In the case of Duke, especially Duke Medical School, the leaders there have made sure we graduates were kept informed of the progress in education and research at Duke. The current leader, Dr. Mary Klotman, has gone out of her way to meet with us and share her goals and aspirations for the faculty and for the students. She is the gatekeeper of Duke excellence. She holds the line against attacks from the likes of the leadership at HHS and the NIH. And, with absolute certainty, she exudes class each and every time we meet with her. We know that the future of the medical school and the stewardship of our contributions are in good hands.

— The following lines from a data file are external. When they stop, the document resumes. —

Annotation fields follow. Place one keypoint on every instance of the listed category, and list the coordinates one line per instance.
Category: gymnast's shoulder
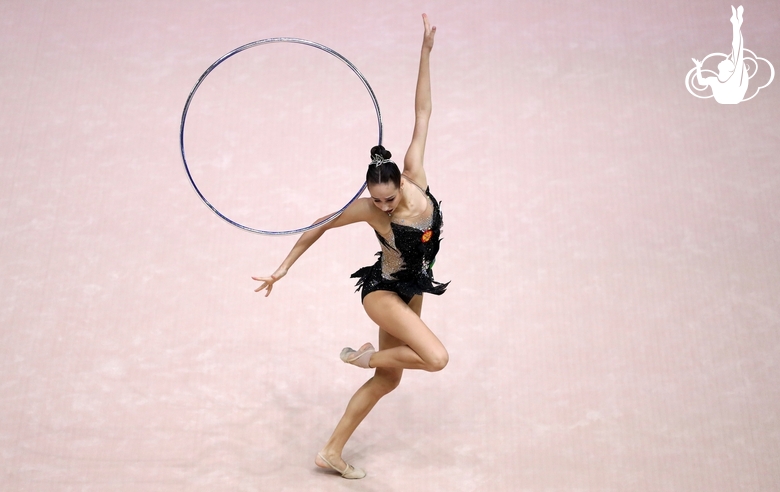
(361, 210)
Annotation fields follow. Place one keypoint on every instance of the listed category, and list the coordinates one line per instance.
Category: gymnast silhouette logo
(730, 84)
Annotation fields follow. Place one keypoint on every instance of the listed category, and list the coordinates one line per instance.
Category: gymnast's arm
(413, 162)
(360, 210)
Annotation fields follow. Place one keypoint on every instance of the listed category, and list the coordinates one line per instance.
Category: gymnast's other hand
(268, 282)
(430, 32)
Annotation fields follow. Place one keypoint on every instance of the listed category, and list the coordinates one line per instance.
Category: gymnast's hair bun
(379, 150)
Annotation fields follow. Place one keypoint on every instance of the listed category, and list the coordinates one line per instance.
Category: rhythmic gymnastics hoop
(214, 65)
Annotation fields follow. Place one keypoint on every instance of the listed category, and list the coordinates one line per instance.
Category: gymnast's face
(385, 196)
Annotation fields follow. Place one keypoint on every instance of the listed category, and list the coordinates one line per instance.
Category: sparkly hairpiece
(378, 160)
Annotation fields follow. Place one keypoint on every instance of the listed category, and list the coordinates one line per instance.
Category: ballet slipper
(360, 358)
(349, 472)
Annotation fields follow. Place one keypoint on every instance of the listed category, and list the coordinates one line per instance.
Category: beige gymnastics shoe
(349, 472)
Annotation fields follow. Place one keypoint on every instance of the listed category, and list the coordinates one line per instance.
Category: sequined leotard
(408, 253)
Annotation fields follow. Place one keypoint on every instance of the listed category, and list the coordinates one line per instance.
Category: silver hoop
(239, 50)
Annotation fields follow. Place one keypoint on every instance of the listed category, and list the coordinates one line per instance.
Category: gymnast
(731, 84)
(407, 222)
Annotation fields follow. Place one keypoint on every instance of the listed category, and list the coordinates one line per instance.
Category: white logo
(735, 70)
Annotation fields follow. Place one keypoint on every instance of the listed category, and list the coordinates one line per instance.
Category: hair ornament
(378, 160)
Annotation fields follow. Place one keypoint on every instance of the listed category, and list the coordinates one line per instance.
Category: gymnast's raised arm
(413, 162)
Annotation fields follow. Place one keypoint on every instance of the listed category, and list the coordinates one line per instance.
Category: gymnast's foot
(332, 461)
(360, 358)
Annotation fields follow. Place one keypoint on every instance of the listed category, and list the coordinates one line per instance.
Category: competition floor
(613, 243)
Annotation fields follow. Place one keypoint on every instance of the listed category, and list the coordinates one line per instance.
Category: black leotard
(408, 253)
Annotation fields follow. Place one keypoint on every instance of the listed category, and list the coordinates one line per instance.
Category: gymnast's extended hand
(268, 282)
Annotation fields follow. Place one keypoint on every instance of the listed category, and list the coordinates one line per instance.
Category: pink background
(613, 243)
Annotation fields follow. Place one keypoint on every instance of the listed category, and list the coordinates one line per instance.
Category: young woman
(407, 221)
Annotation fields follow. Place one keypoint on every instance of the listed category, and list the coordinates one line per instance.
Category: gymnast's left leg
(384, 381)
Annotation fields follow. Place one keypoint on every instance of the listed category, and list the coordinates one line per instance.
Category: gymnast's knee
(438, 361)
(386, 381)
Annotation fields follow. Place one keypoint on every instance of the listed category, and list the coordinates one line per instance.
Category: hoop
(239, 50)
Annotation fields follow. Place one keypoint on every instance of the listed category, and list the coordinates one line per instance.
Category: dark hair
(386, 171)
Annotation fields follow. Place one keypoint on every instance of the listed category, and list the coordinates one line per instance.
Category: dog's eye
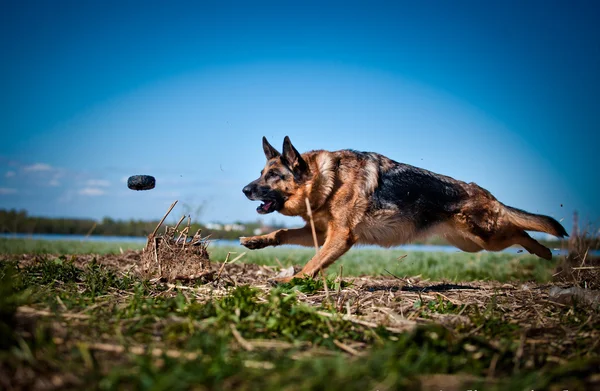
(271, 175)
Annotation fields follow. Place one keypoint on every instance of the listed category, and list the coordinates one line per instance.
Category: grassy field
(68, 321)
(455, 266)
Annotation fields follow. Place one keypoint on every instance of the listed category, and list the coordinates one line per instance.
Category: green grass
(61, 247)
(93, 328)
(455, 266)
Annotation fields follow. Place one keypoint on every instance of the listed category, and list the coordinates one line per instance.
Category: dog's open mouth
(267, 207)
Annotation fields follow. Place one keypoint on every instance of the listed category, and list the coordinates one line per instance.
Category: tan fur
(339, 187)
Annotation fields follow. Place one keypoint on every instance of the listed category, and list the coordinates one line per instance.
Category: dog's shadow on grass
(423, 289)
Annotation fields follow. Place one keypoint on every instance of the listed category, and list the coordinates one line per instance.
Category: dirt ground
(399, 304)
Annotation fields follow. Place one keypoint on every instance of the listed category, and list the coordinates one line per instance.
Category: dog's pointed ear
(292, 158)
(270, 152)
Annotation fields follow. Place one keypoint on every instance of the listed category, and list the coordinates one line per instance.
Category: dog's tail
(533, 222)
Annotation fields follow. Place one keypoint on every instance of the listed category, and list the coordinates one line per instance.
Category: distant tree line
(13, 221)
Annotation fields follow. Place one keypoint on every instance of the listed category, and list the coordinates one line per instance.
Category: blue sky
(505, 94)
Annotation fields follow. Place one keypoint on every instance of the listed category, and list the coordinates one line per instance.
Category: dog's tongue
(263, 208)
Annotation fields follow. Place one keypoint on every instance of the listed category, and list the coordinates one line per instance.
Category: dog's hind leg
(502, 240)
(463, 243)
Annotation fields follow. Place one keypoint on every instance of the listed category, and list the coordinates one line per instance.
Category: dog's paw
(278, 280)
(253, 242)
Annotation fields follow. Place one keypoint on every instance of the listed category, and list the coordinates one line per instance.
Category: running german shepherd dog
(366, 198)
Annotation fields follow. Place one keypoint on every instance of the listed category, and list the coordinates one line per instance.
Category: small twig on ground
(164, 218)
(346, 348)
(238, 337)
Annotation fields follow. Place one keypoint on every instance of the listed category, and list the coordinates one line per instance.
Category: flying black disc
(141, 182)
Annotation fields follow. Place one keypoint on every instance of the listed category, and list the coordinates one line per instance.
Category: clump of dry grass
(175, 254)
(579, 267)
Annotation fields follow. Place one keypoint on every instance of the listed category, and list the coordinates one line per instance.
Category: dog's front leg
(337, 243)
(301, 236)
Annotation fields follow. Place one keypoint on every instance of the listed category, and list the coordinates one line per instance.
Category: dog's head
(281, 178)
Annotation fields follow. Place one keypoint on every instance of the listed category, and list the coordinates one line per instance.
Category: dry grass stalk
(174, 255)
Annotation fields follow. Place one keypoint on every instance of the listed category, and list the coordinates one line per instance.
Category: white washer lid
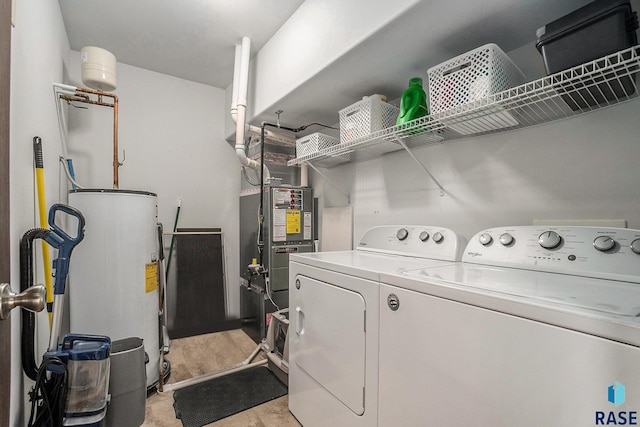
(607, 296)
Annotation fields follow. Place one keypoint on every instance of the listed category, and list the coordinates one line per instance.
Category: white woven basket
(313, 143)
(365, 117)
(470, 77)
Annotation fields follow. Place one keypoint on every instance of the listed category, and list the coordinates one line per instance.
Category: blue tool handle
(59, 231)
(60, 240)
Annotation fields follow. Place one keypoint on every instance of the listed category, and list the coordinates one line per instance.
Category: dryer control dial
(604, 243)
(402, 234)
(485, 239)
(506, 239)
(549, 240)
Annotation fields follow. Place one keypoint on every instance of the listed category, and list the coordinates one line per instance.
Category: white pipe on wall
(304, 175)
(239, 100)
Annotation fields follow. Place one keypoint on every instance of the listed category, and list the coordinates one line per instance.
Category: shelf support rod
(330, 182)
(401, 142)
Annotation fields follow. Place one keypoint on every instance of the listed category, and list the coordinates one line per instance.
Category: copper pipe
(85, 99)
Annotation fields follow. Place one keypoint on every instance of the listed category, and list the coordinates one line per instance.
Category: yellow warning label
(151, 277)
(293, 221)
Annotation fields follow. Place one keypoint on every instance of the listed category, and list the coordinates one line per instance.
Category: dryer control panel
(413, 240)
(608, 253)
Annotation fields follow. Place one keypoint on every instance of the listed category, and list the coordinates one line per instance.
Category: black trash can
(127, 384)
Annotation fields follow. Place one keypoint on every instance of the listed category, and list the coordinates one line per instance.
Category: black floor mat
(204, 403)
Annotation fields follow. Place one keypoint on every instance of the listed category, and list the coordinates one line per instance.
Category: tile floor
(209, 353)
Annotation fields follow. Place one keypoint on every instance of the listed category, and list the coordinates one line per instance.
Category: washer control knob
(485, 239)
(506, 239)
(549, 240)
(604, 243)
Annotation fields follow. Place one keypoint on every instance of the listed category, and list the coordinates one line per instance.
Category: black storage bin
(598, 29)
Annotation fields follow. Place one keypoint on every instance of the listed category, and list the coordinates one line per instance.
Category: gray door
(5, 325)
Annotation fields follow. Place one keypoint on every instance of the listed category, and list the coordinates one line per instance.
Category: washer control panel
(601, 252)
(413, 240)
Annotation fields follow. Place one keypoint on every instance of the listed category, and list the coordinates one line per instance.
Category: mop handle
(60, 240)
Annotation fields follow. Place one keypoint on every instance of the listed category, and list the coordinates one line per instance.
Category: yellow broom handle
(46, 255)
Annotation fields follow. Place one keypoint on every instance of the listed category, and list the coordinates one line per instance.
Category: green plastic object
(413, 103)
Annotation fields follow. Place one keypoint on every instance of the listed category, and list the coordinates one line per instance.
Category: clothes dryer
(536, 327)
(333, 320)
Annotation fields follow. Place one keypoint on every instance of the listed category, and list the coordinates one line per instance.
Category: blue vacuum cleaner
(72, 382)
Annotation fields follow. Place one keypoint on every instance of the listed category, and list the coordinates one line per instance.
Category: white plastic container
(113, 287)
(470, 77)
(311, 144)
(98, 68)
(366, 117)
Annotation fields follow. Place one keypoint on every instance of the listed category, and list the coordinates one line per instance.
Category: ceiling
(190, 39)
(193, 39)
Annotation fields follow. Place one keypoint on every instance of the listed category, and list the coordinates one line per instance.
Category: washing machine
(333, 320)
(537, 326)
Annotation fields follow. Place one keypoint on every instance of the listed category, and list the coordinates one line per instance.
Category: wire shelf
(591, 86)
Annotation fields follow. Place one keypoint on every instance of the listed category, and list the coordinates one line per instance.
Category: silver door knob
(32, 299)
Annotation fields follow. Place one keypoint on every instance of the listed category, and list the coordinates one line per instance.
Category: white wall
(585, 167)
(39, 51)
(315, 36)
(172, 131)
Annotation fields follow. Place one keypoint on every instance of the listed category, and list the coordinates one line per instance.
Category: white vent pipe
(239, 100)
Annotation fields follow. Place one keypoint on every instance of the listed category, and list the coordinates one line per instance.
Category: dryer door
(331, 347)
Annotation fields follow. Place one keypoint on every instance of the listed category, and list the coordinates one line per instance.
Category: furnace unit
(287, 228)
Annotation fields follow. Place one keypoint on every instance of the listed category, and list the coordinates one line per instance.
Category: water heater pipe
(84, 95)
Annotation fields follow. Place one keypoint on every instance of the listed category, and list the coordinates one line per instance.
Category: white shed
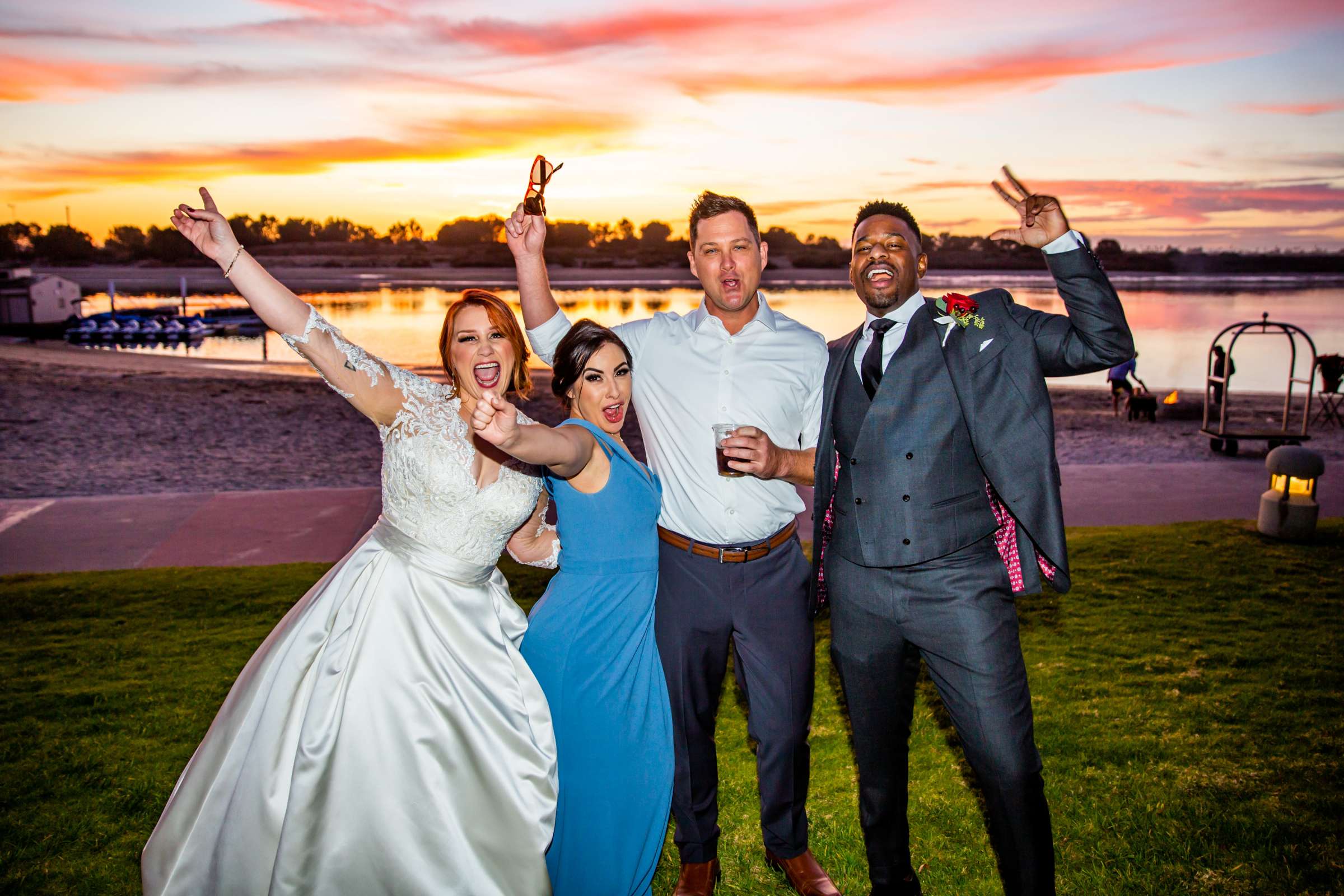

At MD Anderson in this century, the leadership has not been the gatekeepers of the two greatest assets of the institution—its name and its faculty. John Mendelsohn got too busy trying to enrich himself. He wound up on the front pages of the Washington Post and Houston Chronicle after he took leadership positions in two failed and criminal companies Enron and ImClone. That’s not gatekeeping, holding the line, or class. Ron DePinho was even worse. He had no respect for the faculty and surely none for the institution he was mistakenly chosen to lead. Peter Pisters has no idea where the gate, the line, or class even start. As ill-fitted as DePinho was for the Anderson job, Pisters is even more so.
Why would we support such an organization that chooses its leaders so poorly and doesn’t want our help anyway? The last time anyone from the Development Office at MD Anderson met with us was 25 years ago. We have made significant donations to Anderson in the past, but not this century.
Let me end by pointing to an MD Anderson leader I knew very well and who embodied everything Peggy Noonan was addressing in her piece. Our donations to Anderson occurred when he was president.
That was Charles LeMaistre who had been the Chancellor of the UT System before he was tapped to lead Anderson. Beyond being a visionary when it came to cancer prevention, he understood that he was the gatekeeper of those two Anderson assets—its name and its faculty. In all my years working for him (1984-1996), I never saw him stumble in this regard. He also held the line of that excellence against any attempts by those in Austin to undermine Anderson’s progress. I saw that with my own eyes. And as for class, there may have been no one I ever met in academic medicine who exuded more class than Dr. LeMaistre. He was exactly what you want in a president. He profoundly understood his job.
Peggy Noonan’s column made me understand a lot of things I have been mulling over for quite some time. You might think about them too as they apply to your life and your career and certainly your parenting.